While working for Vogue and other Condé Nast magazines, Denis Piel used a variety of techniques to give his designs the sensibility they needed. Piel himself believes that such geniuses of cinema as Stanley Kubrick, Satyajit Ray, Bernardo Bertolucci, Michelangelo Antonioni, John Cassavetes, Ingmar Bergman, Elia Kazana, François Truffaut and Akira Kurosawa had a significant influence on his vision. In his work, you can see a cinematic approach that gives glossy photography a different dimension, pushing the boundaries of the genre.

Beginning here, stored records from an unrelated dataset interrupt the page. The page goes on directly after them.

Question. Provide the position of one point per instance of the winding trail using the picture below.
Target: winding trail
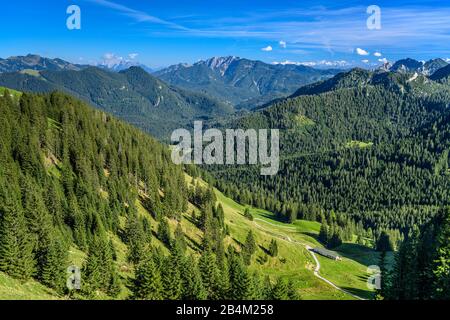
(307, 247)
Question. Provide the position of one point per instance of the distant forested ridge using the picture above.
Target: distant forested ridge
(421, 269)
(72, 179)
(132, 95)
(370, 145)
(241, 82)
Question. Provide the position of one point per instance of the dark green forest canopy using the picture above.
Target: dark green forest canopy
(68, 174)
(132, 95)
(72, 177)
(374, 145)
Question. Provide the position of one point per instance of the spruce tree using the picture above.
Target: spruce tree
(250, 247)
(193, 288)
(16, 247)
(147, 284)
(172, 274)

Denis Piel contributed significantly to fashion photography. He created some of the most recognizable fashion series and portraits of that era, working for the leading publications in the US and Europe: Vogue, Vanity Fair, Self, GQ, The New York Times Magazine and others. Piel’s photographs are in the permanent collections of the Victoria and Albert Museum (London), the Museum of Fine Arts (Boston) and many private collections around the world.